As a result of new development projects and the United States workforce being flooded by millennials who are renting much more than buying, major cities in the U.S. are continuously seeing rent prices increases due to this burgeoning demand. The majority of the highest places to rent on the list are of no surprise, however, there are a few that are unexpected. There are many common factors that contribute to this list of the worst places to rent in the United States.
First, there is a generational mindset among millennials who would rather rent and be closer to their jobs, not have a car, and have a walkable commute versus buying in the suburbs and being away from the action. Second, job growth is drawing new talent to cities across the country. Third, there is reverse movement to cities as neighborhoods are becoming gentrified and livable.
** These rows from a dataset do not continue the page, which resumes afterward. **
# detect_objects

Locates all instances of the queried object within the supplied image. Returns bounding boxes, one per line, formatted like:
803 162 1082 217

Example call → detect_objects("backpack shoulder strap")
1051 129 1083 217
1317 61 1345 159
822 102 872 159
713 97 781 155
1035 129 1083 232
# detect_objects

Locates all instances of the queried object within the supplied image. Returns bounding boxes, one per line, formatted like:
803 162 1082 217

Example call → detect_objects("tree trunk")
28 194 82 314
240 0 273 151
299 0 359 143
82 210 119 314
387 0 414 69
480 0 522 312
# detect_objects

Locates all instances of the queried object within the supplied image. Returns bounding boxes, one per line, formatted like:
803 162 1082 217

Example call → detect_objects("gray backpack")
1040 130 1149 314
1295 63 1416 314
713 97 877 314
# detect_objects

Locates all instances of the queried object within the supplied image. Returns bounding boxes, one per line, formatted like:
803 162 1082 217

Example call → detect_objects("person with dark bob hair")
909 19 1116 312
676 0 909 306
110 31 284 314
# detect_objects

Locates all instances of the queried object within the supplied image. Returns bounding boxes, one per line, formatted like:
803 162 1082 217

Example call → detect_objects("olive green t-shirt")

In many of the cities on this list, there is no rent improvement in site. Perhaps as living preferences change in the future, there will be a drop in rental prices. Within the next decade, most of the millennial generation will start to have families and need more space in which to raise their children. This could result in suburban movement thus freeing up rent and driving down monthly rental prices.
Long Beach, California
Long Beach, California is a separate entity from Los Angeles although it is considered part of Greater L.A. Vacancy rates in Long Beach continue to remain low while demand is high. This can primarily be attributed to a declining unemployment rate in the city. The solid workforce in Long Beach insulates the vacancy rate. This workforce is less considered commuter than other areas of Los Angeles as residents wish to be in closer proximity to their jobs. In the area, wages have not grown enough for people to purchase a home and requirements for mortgages are now stricter than ever so potential buyers are struggling with the high down payment. Additionally, Millennials are moving into the area and prefer to rent over buying. The average monthly rent is $1,120 and the vacancy rate is just under 3%.
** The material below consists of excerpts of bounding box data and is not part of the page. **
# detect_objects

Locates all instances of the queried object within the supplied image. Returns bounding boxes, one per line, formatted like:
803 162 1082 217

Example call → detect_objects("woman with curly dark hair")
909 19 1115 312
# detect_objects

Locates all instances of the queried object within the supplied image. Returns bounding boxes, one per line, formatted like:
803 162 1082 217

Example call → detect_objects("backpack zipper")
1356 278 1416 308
Being dubbed the “Twin Cities apartment mania,” rentals in Minneapolis are being retrofitted with dog walks, bocce courts, rooftop gardens, pools and a variety of other perks; all within walking distance to the downtown core. Many young professionals are moving to Minneapolis as they have an appetite for high-end living without property ownership. Minneapolis continually ranks as one of the strongest apartment markets in the United States. The majority of the new constructions are upscale buildings with high-end amenities and are priced accordingly. There are few new constructions of affordable rentals which is driving up prices. The average monthly rent in Minneapolis is $1,150 with a vacancy rate of only 2.5%.
In a recent study, Baltimore has the highest return on investment for rentals purchased by cash investors in the United States. This statistic indicates that developers make more money by pushing rentals than they do to own. In many instances, homes can be cheaper to buy than to rent. At the moment, Baltimore is a hot market for young professionals, many of whom are not interested in purchasing a home yet. Many professionals wish to live in the gentrifying downtown Baltimore area to be closer to work and have all cultural amenities at their fingertips. As a result, thousands of new apartments have been constructed over the past several years. The average monthly rental price is $1,150 per month with a vacancy rate of 6.1%.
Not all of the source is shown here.